The Myth of Photographic Truth
If “positivism” philosophizes what can be scientifically proven as the world’s only authentic truth, then truth is but a myth in photography. Considered in Mark Osterman’s presentation: “A photographic truth”, the photograph is often conceived as “an unmediated copy of the real world…a trace of reality” and (what is consistently criticized by Osterman)”evidence of the real”. The reasons that a photograph may not be treated as a positivism truth are the distinct alterations that occur through the chemistry process of photography that differentiate the real world from the photograph. Alterations are describes as: colour, rotation/mirroring of an image, retouching, and the way time in an instant is unobservable to the naked eye- thereby vastly untrue to reality. It is of course, the reason that a photographic truth exists, that photographs rely on the effects of light, the natural assistant that allows the world to be visible by the eye. Yet, light is one of the many components of photography that, in their manipulation, manipulate the way an audience perceives an image.
A photograph is not a truth, and in a result we have developed what Mirzoeff describes as a flexible lens used in the way we view photographs, the trust we have in what we see. The human eye has become quite untrusting of the world we see.

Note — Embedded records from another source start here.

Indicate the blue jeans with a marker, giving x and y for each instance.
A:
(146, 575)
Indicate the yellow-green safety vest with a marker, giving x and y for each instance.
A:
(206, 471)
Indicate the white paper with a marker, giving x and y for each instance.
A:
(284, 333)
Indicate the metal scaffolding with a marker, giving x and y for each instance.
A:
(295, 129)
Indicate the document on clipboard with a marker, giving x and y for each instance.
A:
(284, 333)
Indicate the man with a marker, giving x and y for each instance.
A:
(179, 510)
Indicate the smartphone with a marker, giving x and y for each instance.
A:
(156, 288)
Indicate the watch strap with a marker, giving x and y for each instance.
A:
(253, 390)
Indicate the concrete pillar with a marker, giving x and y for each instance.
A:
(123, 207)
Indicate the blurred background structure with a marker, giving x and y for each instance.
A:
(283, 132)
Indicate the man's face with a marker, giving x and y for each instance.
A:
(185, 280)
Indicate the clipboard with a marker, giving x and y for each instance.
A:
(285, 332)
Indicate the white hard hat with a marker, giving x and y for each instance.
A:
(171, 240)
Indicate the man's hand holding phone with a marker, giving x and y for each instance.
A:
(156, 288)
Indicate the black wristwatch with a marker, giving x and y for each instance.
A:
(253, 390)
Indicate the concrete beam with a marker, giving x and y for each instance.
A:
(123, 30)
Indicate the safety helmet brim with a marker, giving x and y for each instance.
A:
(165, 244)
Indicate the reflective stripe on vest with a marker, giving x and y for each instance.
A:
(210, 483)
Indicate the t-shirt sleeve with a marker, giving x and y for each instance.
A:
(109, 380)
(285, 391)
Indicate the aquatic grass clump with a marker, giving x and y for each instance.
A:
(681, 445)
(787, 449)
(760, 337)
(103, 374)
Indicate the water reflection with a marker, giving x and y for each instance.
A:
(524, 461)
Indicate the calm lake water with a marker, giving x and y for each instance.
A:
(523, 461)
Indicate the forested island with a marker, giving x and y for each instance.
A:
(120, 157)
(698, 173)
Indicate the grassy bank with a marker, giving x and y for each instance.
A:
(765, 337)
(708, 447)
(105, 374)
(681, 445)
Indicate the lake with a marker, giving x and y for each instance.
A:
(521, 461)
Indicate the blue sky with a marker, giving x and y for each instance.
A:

The drift of our eyes between screen and what is really here is constant, and almost all is registered by the mind as a manipulation, alteration. The state of an image as both the real and the imagined/ created, give us both information and emotion.
Describing something as denotative or as connotative is helpful in the viewer’s process of analyzing visual texts. What is denotative is the “literal statements” made by an image. Alternatively, ideologies, stereotypes, generic or romanticized projections of an image are it’s connotative qualities. The act of noticing that something is either denotative or connotative makes for a well aware viewer of photographs. A viewer that may avoid tricks of advertising, hear the songs sung by the visual representation of a person, and create powerful visual texts in this visual age.
Sturken, Marita, and Lisa Cartwright. “Images, Power and Politics.” Practices of Looking: An Introduction to Visual Culture. Oxford: Oxford UP, 2001. N. pag. Print.
Osterman, Mark. “A Photographic Truth.” YouTube. The Met, 26 Oct. 2012. Web. 01 May 2016.